CENC's recommendations (see 1612020050) emphasize “the need for collaborations between the public and private sectors, as well as international engagement,” said NIST Director-Information Technology Lab Charles Romine: The recommendations report “also discusses the role consumers must play in enhancing our digital security.” NIST is “actively considering additional steps” to assist federal agencies in improving their cybersecurity practices, including encouraging the agencies to “take advantage” of NIST's Cybersecurity Framework as a way of implementing Federal Information Security Management Act (FISMA) rules, Romine said. “Thoughtful application” of the NIST framework's risk management approach across the federal government “could complement and enhance” meeting FISMA, he said.

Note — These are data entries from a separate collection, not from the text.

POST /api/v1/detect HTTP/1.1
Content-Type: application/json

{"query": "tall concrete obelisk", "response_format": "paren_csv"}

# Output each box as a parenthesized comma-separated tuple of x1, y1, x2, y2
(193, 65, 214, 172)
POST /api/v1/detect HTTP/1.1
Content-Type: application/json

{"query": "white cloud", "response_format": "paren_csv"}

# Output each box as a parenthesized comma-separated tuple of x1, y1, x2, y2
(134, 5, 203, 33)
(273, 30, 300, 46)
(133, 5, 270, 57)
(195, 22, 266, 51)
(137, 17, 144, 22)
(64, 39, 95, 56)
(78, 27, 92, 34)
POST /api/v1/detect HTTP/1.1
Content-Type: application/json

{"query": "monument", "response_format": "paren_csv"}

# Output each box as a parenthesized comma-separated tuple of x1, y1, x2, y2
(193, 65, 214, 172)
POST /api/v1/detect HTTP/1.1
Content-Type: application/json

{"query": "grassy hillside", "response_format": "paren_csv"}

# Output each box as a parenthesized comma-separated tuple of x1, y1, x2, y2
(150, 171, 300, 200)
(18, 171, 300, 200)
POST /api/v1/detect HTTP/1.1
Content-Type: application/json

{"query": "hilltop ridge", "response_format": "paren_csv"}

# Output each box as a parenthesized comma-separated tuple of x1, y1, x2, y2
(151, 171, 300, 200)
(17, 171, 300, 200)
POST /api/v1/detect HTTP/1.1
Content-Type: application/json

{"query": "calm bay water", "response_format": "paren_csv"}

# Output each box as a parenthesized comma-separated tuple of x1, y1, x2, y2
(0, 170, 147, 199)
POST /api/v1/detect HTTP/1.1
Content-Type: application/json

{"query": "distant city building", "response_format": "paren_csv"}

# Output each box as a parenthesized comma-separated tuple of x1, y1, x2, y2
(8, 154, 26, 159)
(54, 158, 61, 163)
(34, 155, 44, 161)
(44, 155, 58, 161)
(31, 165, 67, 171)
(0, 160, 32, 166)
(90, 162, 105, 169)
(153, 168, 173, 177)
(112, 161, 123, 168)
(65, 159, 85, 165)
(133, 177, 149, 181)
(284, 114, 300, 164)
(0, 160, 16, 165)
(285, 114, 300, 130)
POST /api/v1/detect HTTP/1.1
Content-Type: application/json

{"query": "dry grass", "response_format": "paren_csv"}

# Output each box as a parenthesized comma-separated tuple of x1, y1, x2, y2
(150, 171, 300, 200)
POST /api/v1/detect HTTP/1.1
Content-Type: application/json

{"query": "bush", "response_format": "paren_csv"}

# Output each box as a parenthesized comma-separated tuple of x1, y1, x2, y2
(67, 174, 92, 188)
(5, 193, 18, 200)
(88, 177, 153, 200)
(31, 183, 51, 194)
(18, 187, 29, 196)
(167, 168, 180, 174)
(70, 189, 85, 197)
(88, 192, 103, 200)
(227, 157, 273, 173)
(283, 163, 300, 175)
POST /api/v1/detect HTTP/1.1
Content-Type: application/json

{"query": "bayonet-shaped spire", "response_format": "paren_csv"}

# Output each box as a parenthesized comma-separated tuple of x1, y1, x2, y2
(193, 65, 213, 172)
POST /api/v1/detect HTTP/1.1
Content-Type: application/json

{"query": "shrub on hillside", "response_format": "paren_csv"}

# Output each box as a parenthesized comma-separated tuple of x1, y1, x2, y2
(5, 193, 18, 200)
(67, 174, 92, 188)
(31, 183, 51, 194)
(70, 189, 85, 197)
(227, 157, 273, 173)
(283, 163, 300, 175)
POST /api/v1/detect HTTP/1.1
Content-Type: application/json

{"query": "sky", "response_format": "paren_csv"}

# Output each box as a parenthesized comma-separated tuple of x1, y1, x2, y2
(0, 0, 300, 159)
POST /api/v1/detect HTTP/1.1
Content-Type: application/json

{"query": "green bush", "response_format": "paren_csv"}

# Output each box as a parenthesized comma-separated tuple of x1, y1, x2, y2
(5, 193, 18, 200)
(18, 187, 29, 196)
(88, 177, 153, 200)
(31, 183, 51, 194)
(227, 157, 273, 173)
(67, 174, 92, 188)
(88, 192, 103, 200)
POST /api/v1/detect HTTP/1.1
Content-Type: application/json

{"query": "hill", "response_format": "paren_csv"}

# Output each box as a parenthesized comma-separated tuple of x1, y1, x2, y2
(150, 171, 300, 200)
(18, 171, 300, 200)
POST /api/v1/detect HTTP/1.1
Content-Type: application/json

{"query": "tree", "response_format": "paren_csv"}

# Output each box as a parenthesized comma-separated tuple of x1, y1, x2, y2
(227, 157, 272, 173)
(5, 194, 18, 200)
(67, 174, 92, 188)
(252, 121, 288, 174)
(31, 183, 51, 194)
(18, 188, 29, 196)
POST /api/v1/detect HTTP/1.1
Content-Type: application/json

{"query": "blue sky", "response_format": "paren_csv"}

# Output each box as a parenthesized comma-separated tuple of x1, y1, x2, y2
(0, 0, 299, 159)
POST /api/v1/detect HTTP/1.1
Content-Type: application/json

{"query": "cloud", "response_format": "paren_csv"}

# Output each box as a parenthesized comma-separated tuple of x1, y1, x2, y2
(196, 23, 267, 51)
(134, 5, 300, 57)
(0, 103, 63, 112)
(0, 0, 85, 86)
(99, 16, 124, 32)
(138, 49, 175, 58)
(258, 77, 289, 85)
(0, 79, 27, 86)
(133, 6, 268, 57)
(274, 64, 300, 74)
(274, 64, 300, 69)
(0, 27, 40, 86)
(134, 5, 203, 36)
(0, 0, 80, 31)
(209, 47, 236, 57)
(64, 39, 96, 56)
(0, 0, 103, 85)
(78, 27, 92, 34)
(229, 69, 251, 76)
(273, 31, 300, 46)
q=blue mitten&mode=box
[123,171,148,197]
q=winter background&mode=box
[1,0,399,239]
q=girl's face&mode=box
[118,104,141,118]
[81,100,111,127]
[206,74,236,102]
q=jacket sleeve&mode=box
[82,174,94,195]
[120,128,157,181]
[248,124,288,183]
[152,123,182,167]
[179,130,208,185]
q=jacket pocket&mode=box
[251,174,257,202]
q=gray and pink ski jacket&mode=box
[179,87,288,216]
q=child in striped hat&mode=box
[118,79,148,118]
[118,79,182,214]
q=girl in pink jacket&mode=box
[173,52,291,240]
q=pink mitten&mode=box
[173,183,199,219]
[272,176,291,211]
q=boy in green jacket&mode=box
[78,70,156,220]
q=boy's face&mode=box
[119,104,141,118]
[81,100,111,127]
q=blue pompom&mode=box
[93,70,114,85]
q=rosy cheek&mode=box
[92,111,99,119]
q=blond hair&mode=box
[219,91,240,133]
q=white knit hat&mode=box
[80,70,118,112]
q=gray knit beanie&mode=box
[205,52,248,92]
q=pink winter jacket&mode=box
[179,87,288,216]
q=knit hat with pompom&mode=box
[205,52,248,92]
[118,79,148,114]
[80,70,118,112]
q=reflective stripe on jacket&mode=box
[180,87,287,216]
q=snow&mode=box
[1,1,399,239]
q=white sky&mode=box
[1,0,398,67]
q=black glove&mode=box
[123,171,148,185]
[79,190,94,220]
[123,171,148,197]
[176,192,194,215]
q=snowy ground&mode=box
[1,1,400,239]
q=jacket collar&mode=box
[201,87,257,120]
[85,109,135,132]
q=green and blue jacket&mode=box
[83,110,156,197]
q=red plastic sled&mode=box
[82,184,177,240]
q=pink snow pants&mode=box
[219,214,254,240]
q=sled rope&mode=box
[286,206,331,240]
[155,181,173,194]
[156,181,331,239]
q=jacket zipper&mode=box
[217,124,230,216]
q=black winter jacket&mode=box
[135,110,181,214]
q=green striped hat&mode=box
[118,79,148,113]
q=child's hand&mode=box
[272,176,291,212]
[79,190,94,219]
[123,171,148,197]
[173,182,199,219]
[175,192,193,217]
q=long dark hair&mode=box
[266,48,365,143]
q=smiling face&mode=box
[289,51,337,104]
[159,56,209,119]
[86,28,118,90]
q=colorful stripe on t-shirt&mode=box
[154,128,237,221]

The Center for Strategic and International Studies' Cyber Policy Task Force believes the U.S. needs to develop a “new international strategy” on cybersecurity that emphasizes partnerships with “like-minded nations,” improvements in cyber deterrence and development of responses and countermeasures “that go beyond the threat of military action,” said VMware Chief Technology Officer Iain Mulholland, a task force member. The federal government must also make a “serious effort” to reduce cyber crime that involves “international cooperation to fight botnets and sophisticated financial crime,” he said. The Trump administration should “use incentives when possible to encourage improvements in the private sector's cyber hygiene” but also should “be ready to regulate if incentives don't work,” Mulholland said. A “stronger” DHS role in cybersecurity is critical, as is clarification of the roles that the Department of Defense and other agencies play in cybersecurity, he said. The task force recommended in part that Congress move forward with legislation to reorganize DHS's National Protection and Programs Directorate into the Cybersecurity and Infrastructure Protection Agency.